American Women Writers, Poetics, and the Nature of Gender Study is rooted in my determination to gather support for the works of Zora Neale Hurston, who was born on Wednesday, January 7, 1891, in Notasulga, Alabama, and died on Thursday, January 28, 1960, in Fort Pierce, Florida. My first paper on Hurston—which I presented at the College English Association conference in 2012 in Richmond, Virginia—featured a statement on her story, “Magnolia Flower,” in which I found the use of the river as redemptive. Hurston creates Magnolia, who experiences the abuse of her father because she falls in love with John; she runs away with her lover, and then comes back forty years later with her same lover, John, by her side, to revisit and to find redemption. Hurston uses mythic realism, modernism, imagery of the river, and “The Mighty One” to create a thematic world with allegory and myth, as vehicles for the representation of conflicts and dilemmas. The short stories of Hurston concentrate on the understanding of the themes of literary consciousness. The most important aspect of the short story, as a literary powerhouse for both teacher and student, remains in the fact that reading and writing the genre can elicit personal transformation.

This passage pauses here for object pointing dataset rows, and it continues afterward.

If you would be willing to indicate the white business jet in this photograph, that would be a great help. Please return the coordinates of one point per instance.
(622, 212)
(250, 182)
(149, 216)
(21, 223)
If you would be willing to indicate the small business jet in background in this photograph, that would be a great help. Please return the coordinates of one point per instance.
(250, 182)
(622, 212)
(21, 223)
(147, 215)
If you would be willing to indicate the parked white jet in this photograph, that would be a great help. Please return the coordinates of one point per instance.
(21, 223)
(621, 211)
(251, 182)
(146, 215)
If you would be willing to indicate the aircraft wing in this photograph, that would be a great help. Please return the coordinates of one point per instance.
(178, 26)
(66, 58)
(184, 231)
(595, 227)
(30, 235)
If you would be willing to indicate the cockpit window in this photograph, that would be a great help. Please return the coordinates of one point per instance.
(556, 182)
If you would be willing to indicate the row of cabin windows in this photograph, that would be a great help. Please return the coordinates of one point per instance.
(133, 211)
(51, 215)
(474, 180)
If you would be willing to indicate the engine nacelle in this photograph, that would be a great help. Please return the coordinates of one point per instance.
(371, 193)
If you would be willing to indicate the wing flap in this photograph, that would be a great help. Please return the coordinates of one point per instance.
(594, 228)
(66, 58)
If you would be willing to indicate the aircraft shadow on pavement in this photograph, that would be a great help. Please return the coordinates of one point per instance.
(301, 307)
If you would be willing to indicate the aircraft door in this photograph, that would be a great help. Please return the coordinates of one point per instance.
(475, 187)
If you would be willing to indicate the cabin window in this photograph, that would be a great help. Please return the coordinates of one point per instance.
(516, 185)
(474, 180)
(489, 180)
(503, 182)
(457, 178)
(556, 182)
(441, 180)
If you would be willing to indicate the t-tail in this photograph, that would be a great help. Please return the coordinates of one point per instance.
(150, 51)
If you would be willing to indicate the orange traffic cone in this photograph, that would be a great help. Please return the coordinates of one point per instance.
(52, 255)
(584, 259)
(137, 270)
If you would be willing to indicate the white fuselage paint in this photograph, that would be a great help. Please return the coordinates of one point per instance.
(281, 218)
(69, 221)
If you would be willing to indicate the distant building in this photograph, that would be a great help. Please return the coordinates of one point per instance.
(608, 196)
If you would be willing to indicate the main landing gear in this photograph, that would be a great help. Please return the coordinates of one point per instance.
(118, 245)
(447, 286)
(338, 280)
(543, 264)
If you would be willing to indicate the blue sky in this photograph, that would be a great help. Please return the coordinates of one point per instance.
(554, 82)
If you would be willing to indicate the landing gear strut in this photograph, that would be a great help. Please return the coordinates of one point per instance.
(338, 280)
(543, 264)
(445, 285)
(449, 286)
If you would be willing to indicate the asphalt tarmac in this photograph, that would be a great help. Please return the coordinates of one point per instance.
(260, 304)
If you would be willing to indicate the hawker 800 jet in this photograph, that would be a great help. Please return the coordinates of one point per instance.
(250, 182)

My experience with Zora starts in the 1990s with my reading of her works. Zora has been and continues to be my focus for research. Folklorist and novelist, prolific short story writer and gifted autobiographer, she was one of the most talented writers of her era. Testimonials often combine with specific types of literature. For example, Zora Neale Hurston used folk writing at first. Next, she wrote plays, essays, mixed works, and short stories. She studied anthropology. She traveled to write about Haiti, and wrote an important work titled Tell My Horse: Voodoo and Life in Haiti and Jamaica.